Start off by learning how to say abortion without hesitation or fear. Some of the most important things in life are the hardest to talk about. It’s scary to open a discussion about something that many may not agree with. But I believe that the core of the problem in the fight for safe and accessible abortion exists just there. Fear, misunderstanding, and concession to the anti-choice rhetoric have prevented us from having overdue healthy and positive conversations about abortion. I am not saying that every discussion will end on an agreeable note — most likely there will be little change in regards to personal opinions about the matter. What conversations do is give others a chance to develop different perspectives and educate others, reinforcing the importance of appreciating how complex the world and her inhabitants are. The more conversations that are had, the closer we are to destigmatizing abortion. The ability to keep abortion legal and safe is right at the tip of our tongues.

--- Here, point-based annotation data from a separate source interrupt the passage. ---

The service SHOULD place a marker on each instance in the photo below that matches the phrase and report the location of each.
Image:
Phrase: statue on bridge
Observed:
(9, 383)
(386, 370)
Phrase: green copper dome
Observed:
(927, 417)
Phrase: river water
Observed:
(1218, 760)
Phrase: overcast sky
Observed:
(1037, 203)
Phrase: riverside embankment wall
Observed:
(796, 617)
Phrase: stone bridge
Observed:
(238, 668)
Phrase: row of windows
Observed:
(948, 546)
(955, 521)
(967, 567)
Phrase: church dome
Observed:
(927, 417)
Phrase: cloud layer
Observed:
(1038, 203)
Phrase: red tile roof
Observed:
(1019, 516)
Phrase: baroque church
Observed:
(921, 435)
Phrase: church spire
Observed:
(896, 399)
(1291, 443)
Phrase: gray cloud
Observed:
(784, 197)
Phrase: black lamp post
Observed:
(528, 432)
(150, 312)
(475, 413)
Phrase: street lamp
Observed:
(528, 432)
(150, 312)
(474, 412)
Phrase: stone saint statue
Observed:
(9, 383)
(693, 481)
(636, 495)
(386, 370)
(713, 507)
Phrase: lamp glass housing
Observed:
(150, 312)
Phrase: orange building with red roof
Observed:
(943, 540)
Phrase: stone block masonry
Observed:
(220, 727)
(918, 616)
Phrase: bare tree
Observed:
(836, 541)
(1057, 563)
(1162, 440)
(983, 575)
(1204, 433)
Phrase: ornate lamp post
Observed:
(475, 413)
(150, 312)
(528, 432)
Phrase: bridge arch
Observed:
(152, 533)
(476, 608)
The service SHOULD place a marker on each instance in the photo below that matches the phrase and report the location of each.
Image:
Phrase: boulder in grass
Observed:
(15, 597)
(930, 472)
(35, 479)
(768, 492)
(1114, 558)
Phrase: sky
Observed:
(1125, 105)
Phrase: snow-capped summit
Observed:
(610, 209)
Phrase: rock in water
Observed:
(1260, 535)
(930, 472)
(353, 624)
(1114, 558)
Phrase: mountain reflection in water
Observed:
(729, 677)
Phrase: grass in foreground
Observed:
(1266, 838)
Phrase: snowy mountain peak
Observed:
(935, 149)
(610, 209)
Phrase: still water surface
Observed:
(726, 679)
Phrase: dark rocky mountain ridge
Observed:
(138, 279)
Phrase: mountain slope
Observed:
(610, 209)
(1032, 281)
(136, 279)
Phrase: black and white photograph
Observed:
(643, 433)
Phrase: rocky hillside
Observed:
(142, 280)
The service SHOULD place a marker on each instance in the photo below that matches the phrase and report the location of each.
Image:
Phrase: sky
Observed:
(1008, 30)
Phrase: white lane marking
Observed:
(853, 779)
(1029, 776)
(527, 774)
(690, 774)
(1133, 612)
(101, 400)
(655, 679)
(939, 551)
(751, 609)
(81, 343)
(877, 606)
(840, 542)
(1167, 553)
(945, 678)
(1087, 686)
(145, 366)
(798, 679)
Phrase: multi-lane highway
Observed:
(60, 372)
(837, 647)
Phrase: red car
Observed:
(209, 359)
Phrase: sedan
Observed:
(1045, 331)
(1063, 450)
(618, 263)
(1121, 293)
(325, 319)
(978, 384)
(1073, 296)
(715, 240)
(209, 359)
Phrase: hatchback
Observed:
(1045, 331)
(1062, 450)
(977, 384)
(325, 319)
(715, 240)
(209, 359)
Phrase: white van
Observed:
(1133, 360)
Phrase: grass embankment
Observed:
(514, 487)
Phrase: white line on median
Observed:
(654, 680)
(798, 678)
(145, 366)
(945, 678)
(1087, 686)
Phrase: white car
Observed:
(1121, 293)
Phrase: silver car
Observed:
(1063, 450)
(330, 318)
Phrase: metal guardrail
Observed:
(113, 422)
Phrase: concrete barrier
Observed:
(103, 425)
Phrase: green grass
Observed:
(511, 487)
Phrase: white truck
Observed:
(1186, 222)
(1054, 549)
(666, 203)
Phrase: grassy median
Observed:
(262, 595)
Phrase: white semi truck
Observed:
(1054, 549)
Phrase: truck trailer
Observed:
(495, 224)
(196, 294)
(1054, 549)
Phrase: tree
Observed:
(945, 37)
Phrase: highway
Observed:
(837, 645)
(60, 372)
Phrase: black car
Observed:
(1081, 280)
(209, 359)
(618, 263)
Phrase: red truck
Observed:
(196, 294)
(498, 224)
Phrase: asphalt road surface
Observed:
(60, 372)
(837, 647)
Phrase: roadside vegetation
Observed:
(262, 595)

I was feeling less than stellar when I got to Washington, D.C. on the morning of the Women’s March. My long term relationship had just ended and becoming an abortion provider was a contributing factor. I questioned it all — my journey, my beliefs, the sacrifices I have and will continue to make in order to advocate for safe and accessible abortion and the prevention of marginalizing women. And then without even realizing it, the questioning stopped. The loneliness slowly dissipated as I watched marchers with their signs of contempt for government interference and vibrant pink knitted pussy caps start to cover the grounds and proudly walk past me. A huge weight was taken off my heart and I started to believe in myself once again. There were roughly four million people that came out on that cold January morning to fight for Roe v. Wade’s existence. I was reminded that I am never and will never be alone in this journey to becoming an abortion provider. I am aware that this is an uphill battle, and I may lose some people along the way. There will be lonely times ahead in which I may feel overwhelmed with despair. But to have been surrounded by such a magnitude of support for abortion rights in a single day made me firmly believe fear and hate will ultimately succumb to our efforts for a better world and the rewards of being a provider will always overweigh the risks. Becoming a late term abortion provider is my very own attempt to live a life worth living. For those who have been conversing about abortion and supporting safe and accessible abortion, please keep it up. I am more appreciative of the support than you will ever realize — your support is my life line. For those who haven’t started yet, it’s never too late to initiate a dialogue and show your support. Now let’s continue to fight the good hard fight in order to live the lives that each one of us more than deserves.
Nash, Elizabeth, Rachel Benson Gold, Gwendolyn Rathbun, and Zohra Ansari-Thomas. “Laws Affecting Reproductive Health and Rights: 2015 State Policy Review.” Guttmacher Institute. Guttmacher Institute, 17 May 2016. Web. 26 Jan. 2017.